Use Elasticsearch if you need full-text search AND vector search in one system (most common case). Use a dedicated vector database (Pinecone, Qdrant, Weaviate) if vector search is your primary use case and you need advanced vector features like quantization or multi-tenancy. For most teams, Elasticsearch 8.x with native kNN search is the right starting point — it avoids managing two systems.

How many documents before I need to worry about scaling? ▼

A single Elasticsearch node with 64GB RAM can handle 10–50 million documents with sub-100ms latency. Vector search with HNSW needs about 7.5GB RAM per million 1536-d vectors. Start worrying about scaling at 10M+ documents or 1000+ queries per second. Before that, focus on search quality (relevance tuning) rather than infrastructure.

How do I handle multi-language search? ▼

For BM25: use language-specific analyzers in Elasticsearch (one field per language, or language-specific indices). For vector search: use a multilingual embedding model (Cohere embed-v4, multilingual-e5-large) that maps all languages to the same vector space. A query in English can then retrieve documents in French or Japanese.

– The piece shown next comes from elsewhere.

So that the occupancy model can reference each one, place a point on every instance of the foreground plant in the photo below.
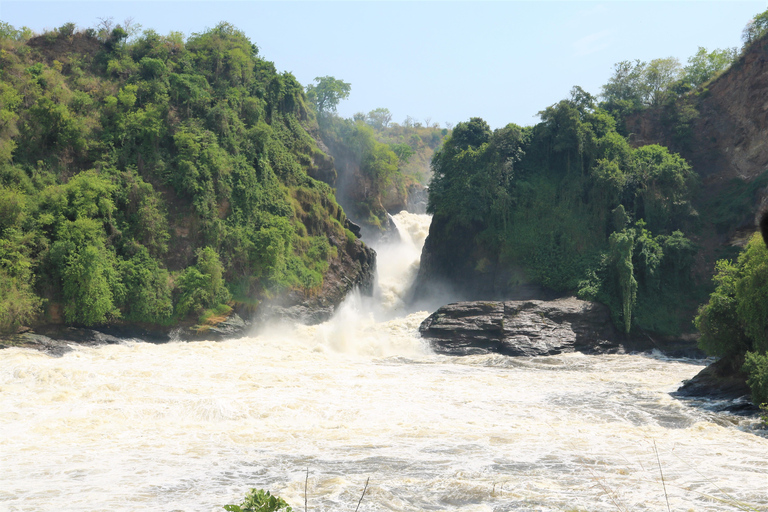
(259, 500)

Test retrieval quality per language — it varies significantly.

What embedding model should I use? ▼

Start with OpenAI text-embedding-3-small (1536-d, $0.02/1M tokens) for general purpose. If cost is a concern, use text-embedding-3-small with reduced dimensions (256-d or 512-d). For open-source, nomic-embed-text or bge-large-en-v1.5 are strong options. Always benchmark against YOUR data — MTEB leaderboard scores do not always predict domain-specific performance.

How do I measure if my search is "good enough"? ▼

Track these metrics weekly: MRR > 0.5 (first relevant result in top 2 on average), zero-result rate < 5%, CTR > 50%, and p95 latency < 200ms. More importantly, review the bottom 10% of queries manually each week. If users consistently reformulate queries or leave without clicking, those queries are failing. Fix the failure categories one at a time.

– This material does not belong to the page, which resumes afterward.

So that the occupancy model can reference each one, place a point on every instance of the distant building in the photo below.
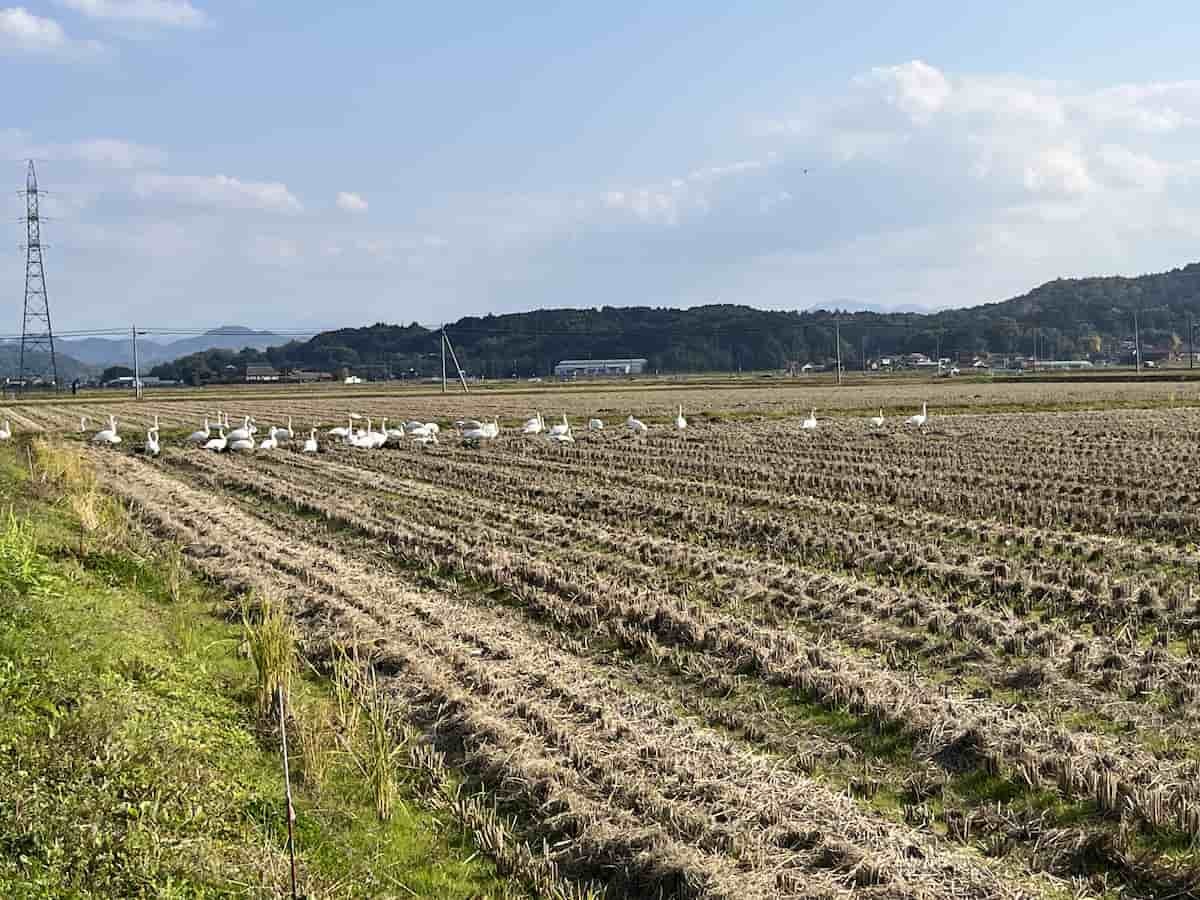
(576, 367)
(304, 376)
(262, 373)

When should I add personalization? ▼

Add personalization after your baseline relevance is solid (MRR > 0.5, NDCG > 0.6). Personalization on top of poor relevance makes things worse — you are personalizing bad results. Start with location (easy, high impact) and session context (no login required). Add historical personalization only when you have enough user data (1,000+ interactions per user segment).

How do I handle zero-result queries? ▼

Zero results is the worst search experience. Layer your fallback strategy: (1) spell-correct and retry, (2) relax filters and retry, (3) use semantic search with no filters, (4) show "did you mean?" suggestions, (5) show popular/trending results as a fallback. Log all zero-result queries and review them weekly to identify gaps in your index or query understanding.

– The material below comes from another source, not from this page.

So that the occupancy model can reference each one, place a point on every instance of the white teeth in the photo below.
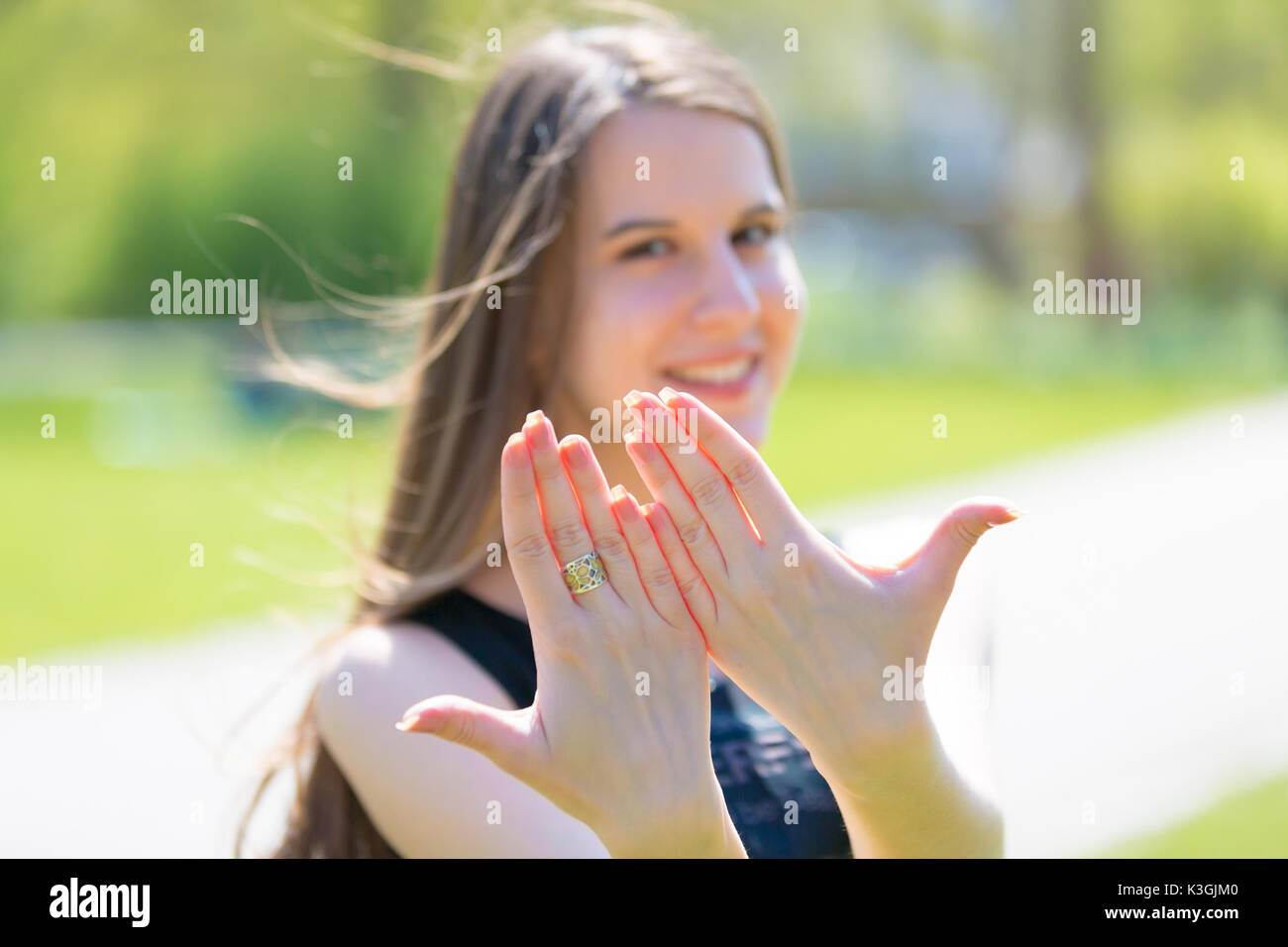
(713, 373)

What is the biggest mistake teams make with search? ▼

Not measuring. Teams build a search system, ship it, and never look at whether users are finding what they need. Without metrics (MRR, NDCG, CTR, zero-result rate), you are flying blind. The second biggest mistake is optimizing infrastructure (more shards, bigger clusters) when the problem is relevance (bad ranking, missing synonyms, no spell correction). Fix relevance first, then scale.

Course Summary

Week	Focus	Deliverable
1	Indexing + Hybrid Search	Documents indexed in Elasticsearch with BM25 + vector search working
2	Ranking Pipeline	Multi-stage ranking with cross-encoder re-ranking deployed
3	Query Understanding	Spell correction, intent detection, and entity extraction live
4	Evaluation	100+ query evaluation set, baseline metrics, A/B test framework
5	Optimization	Caching, latency optimization, monitoring dashboard deployed
6	Launch	Production deployment with A/B testing and click logging live

💡

Apply at work: Share this 6-week roadmap with your team as a project plan. It gives concrete deliverables per sprint. Most teams underestimate week 4 (evaluation) — without it, you cannot tell if your changes are helping or hurting.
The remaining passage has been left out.